Steven Garcia went missing in August. The 48-year-old was last seen leaving his home in Albuquerque, New Mexico on foot, carrying only a handgun on him.

Garcia was a property custodian for the Kansas City National Security Campus, a facility that “ensures the security and reliability of our nation’s nuclear deterrent,” according to the contractor’s website.

He was granted a top security clearance to the building, which manufactures more than 80% of all the nonnuclear components that make up the U.S. military’s nuclear weapons. Garcia is the 10th worker with similiar links to go missing since last spring.

Garcia’s vanishing preceded William Neil McCasland’s. The 68-year-old also disspaeared from Albuquerque, where he was last seen in February. He oversaw classified space weapons programs and led research at Wright-Patterson Air Force Base in Dayton, Ohio.

Before McCasland, his former colleague and material scientist Monica Reza went missing while hiking.

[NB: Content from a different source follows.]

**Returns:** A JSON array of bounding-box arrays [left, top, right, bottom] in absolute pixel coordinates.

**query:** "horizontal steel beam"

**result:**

Reza, an aerospace engineer who developed a special material used in rockets, worked on a project that was overseen by McCasland.

Other missing scientists and insiders include Novartis biologist Jason Thomas and Los Alamos National Laboratory employees Melissa Caslas and Anthony Chavez. There were also the deaths of Hicks, NASA’s Frank Maiwald, MIT’s Nuno Loureiro and Caltech’s Carl Grillmair.

Authorities have not established a link between the incidents, but the Trump administration this week said it may begin investigating the cases.

White House press secretary Karoline Leavitt on Wednesdsay responded to a reporter’s question about any possible links into the deaths and dissapearances.

“I haven’t spoken to our relevant agencies about it. I will certainly do that, and we’ll get you an answer. If true, of course, that’s definitely something I think this government and administration would deem worth looking into. So let me do that for you,” Leavitt replied.

Chris Swecker, a former FBI assistant director, told NewsNation he did not believe the missing cases are connected.

“I think there’s a rational explanation for this,” he said. “If it’s not just random acts, it’s modern-day espionage.”